Chereads / Nomor Asing / Chapter 8 - 8. Berubah Pikiran

Chapter 8 - 8. Berubah Pikiran

Malam yang dingin, namun Katy tetap memberanikan diri keluar rumah. Ia ingin bertemu dengan Yura, karena sahabatnya itu mengajaknya untuk pergi ke suatu tempat malam ini. Tentunya Ghina juga ikut. Itulah alasan mengapa Katy berjalan menuju minimarket, agar bisa sekalian pergi bersama.

Hari-hari seperti ini saat mereka main bersama entah ke mana, menyegarkan pikiran setelah sekian lama mendekam dengan tumpukan tugas, tidak selalu terjadi.

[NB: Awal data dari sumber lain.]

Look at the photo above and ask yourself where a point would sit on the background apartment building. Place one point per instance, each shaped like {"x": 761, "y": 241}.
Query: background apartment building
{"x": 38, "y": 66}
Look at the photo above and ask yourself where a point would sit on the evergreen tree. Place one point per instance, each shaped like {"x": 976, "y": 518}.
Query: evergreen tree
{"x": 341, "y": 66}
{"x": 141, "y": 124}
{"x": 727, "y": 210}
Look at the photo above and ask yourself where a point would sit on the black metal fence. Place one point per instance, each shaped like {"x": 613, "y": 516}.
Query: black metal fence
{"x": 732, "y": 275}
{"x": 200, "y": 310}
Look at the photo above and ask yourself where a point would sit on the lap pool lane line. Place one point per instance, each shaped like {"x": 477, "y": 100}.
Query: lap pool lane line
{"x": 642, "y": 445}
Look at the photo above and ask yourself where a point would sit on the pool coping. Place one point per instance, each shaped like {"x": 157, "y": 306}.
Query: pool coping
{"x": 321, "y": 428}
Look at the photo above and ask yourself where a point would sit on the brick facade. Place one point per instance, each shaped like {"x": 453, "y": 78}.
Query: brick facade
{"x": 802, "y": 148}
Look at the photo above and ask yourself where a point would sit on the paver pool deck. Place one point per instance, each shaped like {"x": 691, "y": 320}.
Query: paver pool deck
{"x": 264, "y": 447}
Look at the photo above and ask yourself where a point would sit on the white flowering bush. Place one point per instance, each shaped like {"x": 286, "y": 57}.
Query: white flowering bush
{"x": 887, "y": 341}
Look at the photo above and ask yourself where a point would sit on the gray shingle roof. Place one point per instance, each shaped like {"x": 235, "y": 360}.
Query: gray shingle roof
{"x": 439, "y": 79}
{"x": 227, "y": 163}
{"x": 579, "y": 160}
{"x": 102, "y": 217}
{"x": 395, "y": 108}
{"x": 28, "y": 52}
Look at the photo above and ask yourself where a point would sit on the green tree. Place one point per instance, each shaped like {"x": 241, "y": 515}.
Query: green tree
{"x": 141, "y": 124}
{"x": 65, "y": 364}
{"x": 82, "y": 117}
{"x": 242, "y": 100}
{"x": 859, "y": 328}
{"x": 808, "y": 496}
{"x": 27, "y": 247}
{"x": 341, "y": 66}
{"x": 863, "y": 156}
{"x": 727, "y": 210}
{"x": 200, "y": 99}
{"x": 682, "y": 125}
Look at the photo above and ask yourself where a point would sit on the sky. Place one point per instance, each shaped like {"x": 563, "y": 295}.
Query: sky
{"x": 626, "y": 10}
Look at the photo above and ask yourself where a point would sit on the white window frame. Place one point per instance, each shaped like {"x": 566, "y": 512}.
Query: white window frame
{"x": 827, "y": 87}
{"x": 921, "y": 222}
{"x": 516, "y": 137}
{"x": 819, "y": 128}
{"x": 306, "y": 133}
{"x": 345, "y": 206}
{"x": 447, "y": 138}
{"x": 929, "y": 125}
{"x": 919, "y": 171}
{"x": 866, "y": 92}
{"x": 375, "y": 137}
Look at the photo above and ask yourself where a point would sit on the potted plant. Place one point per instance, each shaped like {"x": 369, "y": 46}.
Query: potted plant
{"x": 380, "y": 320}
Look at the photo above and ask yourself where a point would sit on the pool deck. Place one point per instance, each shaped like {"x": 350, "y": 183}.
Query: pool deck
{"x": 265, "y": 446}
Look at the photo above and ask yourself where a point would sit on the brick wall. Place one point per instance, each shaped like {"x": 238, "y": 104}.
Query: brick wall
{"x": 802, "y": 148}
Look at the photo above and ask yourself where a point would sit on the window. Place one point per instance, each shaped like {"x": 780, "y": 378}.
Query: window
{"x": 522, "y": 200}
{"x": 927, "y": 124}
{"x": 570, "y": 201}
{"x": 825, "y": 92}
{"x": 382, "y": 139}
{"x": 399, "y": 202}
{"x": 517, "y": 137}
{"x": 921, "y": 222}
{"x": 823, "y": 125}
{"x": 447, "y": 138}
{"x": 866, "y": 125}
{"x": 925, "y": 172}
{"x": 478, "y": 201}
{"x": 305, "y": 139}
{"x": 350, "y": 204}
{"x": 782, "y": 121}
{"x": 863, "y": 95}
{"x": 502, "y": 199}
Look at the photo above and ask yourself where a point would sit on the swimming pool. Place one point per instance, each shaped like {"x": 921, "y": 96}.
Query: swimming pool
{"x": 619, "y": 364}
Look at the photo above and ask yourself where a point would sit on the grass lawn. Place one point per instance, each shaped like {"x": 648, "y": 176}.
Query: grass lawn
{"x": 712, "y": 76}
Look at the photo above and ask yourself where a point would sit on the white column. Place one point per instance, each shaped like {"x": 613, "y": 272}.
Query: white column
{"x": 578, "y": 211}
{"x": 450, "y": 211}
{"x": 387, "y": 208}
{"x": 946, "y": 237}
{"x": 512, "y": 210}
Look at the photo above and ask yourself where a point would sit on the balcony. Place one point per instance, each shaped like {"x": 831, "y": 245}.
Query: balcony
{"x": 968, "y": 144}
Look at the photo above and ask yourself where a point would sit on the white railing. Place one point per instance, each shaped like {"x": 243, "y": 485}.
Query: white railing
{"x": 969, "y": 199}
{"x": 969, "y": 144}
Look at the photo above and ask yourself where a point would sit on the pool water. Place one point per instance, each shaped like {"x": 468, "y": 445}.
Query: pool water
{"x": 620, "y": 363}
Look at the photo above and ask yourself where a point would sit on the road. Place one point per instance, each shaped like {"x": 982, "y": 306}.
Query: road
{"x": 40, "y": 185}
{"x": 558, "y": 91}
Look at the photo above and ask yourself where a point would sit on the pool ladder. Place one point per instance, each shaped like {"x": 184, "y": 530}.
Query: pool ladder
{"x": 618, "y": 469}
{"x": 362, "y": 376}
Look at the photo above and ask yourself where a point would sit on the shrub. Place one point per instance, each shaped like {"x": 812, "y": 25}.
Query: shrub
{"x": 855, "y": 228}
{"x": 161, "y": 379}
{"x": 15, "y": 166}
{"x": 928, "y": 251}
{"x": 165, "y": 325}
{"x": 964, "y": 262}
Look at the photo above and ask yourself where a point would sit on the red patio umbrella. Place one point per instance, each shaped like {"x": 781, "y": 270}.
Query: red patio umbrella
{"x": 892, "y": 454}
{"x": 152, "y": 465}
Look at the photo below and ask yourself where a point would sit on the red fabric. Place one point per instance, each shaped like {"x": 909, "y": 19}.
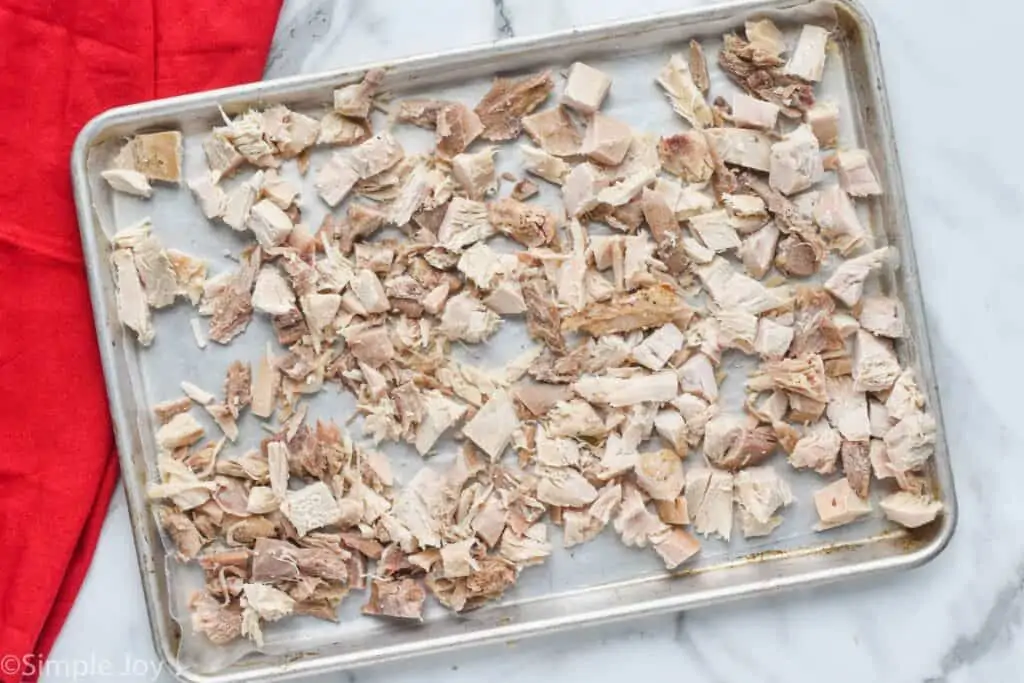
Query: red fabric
{"x": 64, "y": 61}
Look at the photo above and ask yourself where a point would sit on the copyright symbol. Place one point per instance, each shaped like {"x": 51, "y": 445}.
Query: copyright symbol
{"x": 9, "y": 665}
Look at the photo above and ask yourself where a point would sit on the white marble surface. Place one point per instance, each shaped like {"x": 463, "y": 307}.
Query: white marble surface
{"x": 954, "y": 620}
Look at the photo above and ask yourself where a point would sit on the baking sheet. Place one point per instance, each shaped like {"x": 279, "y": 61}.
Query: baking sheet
{"x": 598, "y": 581}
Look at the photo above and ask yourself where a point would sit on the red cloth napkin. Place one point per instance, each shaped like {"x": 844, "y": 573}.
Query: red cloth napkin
{"x": 64, "y": 61}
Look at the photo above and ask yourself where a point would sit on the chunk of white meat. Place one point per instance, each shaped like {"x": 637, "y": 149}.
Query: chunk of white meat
{"x": 836, "y": 215}
{"x": 838, "y": 504}
{"x": 617, "y": 392}
{"x": 686, "y": 98}
{"x": 875, "y": 365}
{"x": 760, "y": 493}
{"x": 492, "y": 427}
{"x": 586, "y": 88}
{"x": 910, "y": 442}
{"x": 847, "y": 409}
{"x": 910, "y": 510}
{"x": 823, "y": 120}
{"x": 817, "y": 449}
{"x": 773, "y": 339}
{"x": 659, "y": 345}
{"x": 882, "y": 315}
{"x": 606, "y": 139}
{"x": 847, "y": 283}
{"x": 709, "y": 499}
{"x": 808, "y": 59}
{"x": 856, "y": 173}
{"x": 795, "y": 164}
{"x": 696, "y": 376}
{"x": 753, "y": 113}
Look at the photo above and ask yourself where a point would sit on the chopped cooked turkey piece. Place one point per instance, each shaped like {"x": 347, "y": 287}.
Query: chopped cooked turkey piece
{"x": 133, "y": 309}
{"x": 180, "y": 431}
{"x": 527, "y": 224}
{"x": 905, "y": 398}
{"x": 875, "y": 364}
{"x": 270, "y": 225}
{"x": 543, "y": 165}
{"x": 648, "y": 307}
{"x": 156, "y": 156}
{"x": 847, "y": 409}
{"x": 338, "y": 130}
{"x": 310, "y": 508}
{"x": 553, "y": 131}
{"x": 355, "y": 99}
{"x": 212, "y": 200}
{"x": 573, "y": 418}
{"x": 755, "y": 68}
{"x": 795, "y": 164}
{"x": 586, "y": 88}
{"x": 856, "y": 461}
{"x": 765, "y": 37}
{"x": 221, "y": 157}
{"x": 836, "y": 215}
{"x": 466, "y": 318}
{"x": 465, "y": 222}
{"x": 564, "y": 486}
{"x": 837, "y": 505}
{"x": 159, "y": 279}
{"x": 398, "y": 598}
{"x": 335, "y": 179}
{"x": 716, "y": 230}
{"x": 687, "y": 156}
{"x": 735, "y": 441}
{"x": 773, "y": 340}
{"x": 239, "y": 202}
{"x": 910, "y": 510}
{"x": 368, "y": 289}
{"x": 493, "y": 425}
{"x": 685, "y": 96}
{"x": 635, "y": 523}
{"x": 730, "y": 289}
{"x": 910, "y": 442}
{"x": 502, "y": 109}
{"x": 817, "y": 449}
{"x": 856, "y": 173}
{"x": 709, "y": 499}
{"x": 475, "y": 172}
{"x": 696, "y": 376}
{"x": 847, "y": 283}
{"x": 823, "y": 120}
{"x": 616, "y": 392}
{"x": 808, "y": 58}
{"x": 606, "y": 140}
{"x": 753, "y": 113}
{"x": 456, "y": 127}
{"x": 760, "y": 493}
{"x": 290, "y": 131}
{"x": 882, "y": 315}
{"x": 655, "y": 350}
{"x": 737, "y": 329}
{"x": 659, "y": 474}
{"x": 740, "y": 146}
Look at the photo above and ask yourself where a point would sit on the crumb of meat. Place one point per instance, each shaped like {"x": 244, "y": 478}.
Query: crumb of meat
{"x": 502, "y": 109}
{"x": 553, "y": 131}
{"x": 684, "y": 94}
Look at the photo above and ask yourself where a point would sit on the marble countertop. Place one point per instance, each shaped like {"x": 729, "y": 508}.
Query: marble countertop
{"x": 956, "y": 619}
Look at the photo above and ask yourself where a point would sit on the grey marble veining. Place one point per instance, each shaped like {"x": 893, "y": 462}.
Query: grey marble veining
{"x": 954, "y": 620}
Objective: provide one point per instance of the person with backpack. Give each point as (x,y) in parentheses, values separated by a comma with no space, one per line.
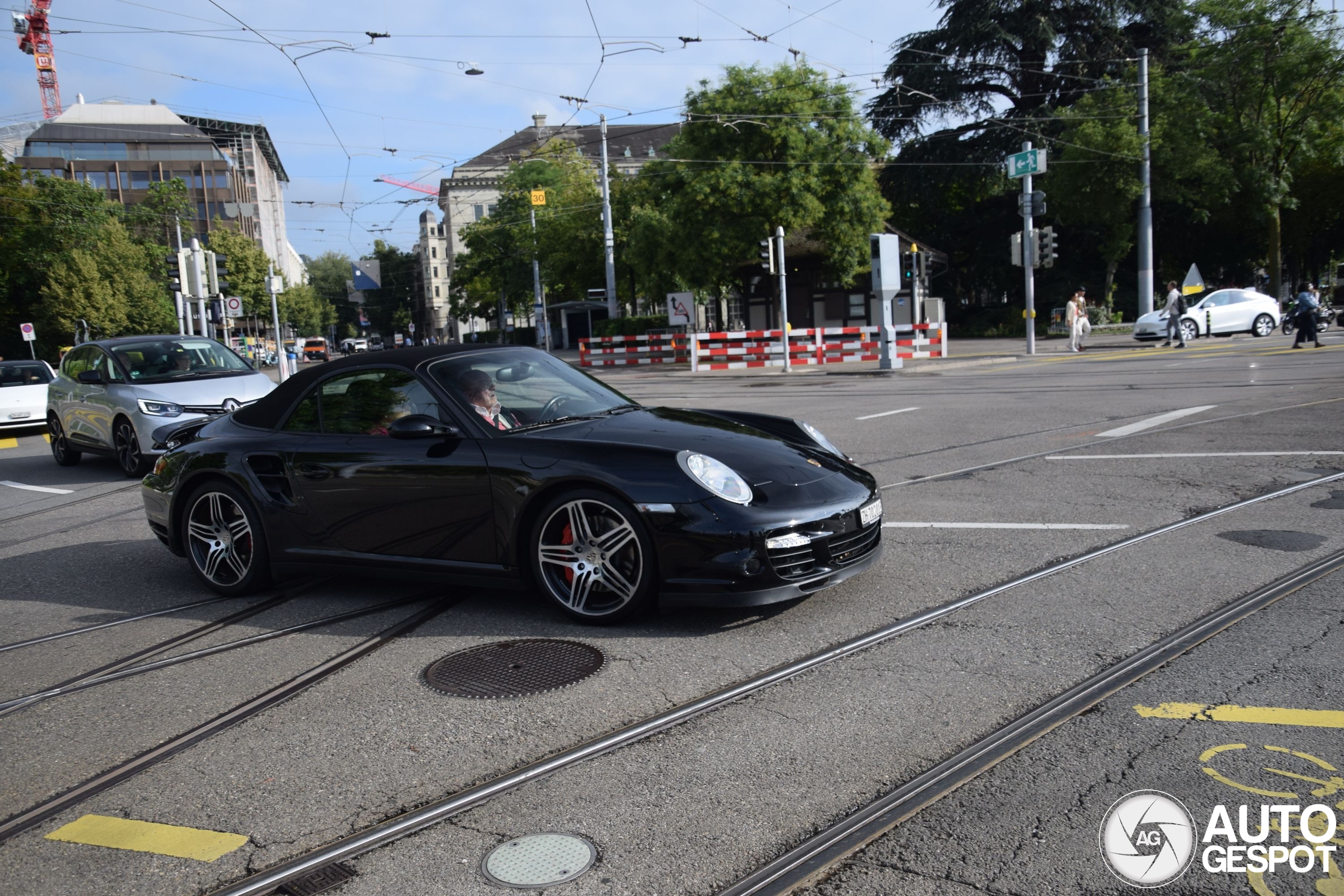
(1174,311)
(1306,309)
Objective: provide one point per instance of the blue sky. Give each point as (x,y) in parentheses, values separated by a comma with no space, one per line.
(411,92)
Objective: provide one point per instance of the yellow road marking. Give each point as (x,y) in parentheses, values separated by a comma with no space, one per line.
(148,837)
(1257,715)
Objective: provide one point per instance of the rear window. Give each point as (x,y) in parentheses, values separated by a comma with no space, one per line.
(23,374)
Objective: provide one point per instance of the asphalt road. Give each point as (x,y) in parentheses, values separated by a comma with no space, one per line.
(701,805)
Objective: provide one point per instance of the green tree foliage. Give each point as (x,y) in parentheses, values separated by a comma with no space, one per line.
(113,287)
(762,148)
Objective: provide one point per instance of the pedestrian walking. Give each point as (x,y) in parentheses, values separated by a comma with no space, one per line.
(1306,309)
(1174,311)
(1076,313)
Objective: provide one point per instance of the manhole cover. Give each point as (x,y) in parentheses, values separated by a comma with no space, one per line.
(1334,503)
(1276,539)
(539,860)
(514,668)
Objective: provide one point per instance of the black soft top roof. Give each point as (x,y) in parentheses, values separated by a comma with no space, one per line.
(267,413)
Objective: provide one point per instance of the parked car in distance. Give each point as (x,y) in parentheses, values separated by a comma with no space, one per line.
(315,350)
(23,393)
(1221,313)
(111,395)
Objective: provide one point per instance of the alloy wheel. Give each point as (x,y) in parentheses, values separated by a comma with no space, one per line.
(128,449)
(219,537)
(591,558)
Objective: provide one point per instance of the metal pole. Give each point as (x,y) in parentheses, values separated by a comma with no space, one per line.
(275,316)
(1028,261)
(183,308)
(608,239)
(784,300)
(1146,201)
(543,325)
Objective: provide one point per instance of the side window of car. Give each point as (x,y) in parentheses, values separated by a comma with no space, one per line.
(306,418)
(104,364)
(76,362)
(366,402)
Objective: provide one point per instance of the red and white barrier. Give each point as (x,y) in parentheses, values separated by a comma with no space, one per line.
(740,350)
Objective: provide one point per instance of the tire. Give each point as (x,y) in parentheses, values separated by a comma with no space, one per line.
(127,446)
(61,450)
(580,571)
(238,563)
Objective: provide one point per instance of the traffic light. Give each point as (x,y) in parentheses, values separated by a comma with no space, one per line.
(1049,248)
(215,270)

Utamanya karena Yura yang lebih banyak menghabiskan waktu dengan Orland, Ghina yang sibuk kerja paruh waktu, sementara Katy sibuk memperjuangkan cinta.

Mereka ini anak kuliah bukannya belajar, justru melakukan hal-hal lain semaunya. Tapi yang namanya anak muda memang seperti itu.

Belum juga sampai di minimarket, Katy tanpa sengaja melihat sebuah mobil yang terparkir di depan kampus, dan keluar lah seorang lelaki dari dalamnya. Jidan.

Jidan keluar dari mobil dan berlarian ke belakang, ke arah kampus bagian dalam. Nampak buru-buru sekali entah karena apa. Katy saja sampai tidak sempat menyapa.

Beberapa saat kemudian, Jidan kembali dengan membawa sejumlah gulungan kertas besar, seperti lukisan yang biasa diikutkan untuk pameran. Lalu seseorang lain mengikuti dari belakang Jidan, membawa barang lain, sepertinya tas, yang segera ditaruh dalam bagasi.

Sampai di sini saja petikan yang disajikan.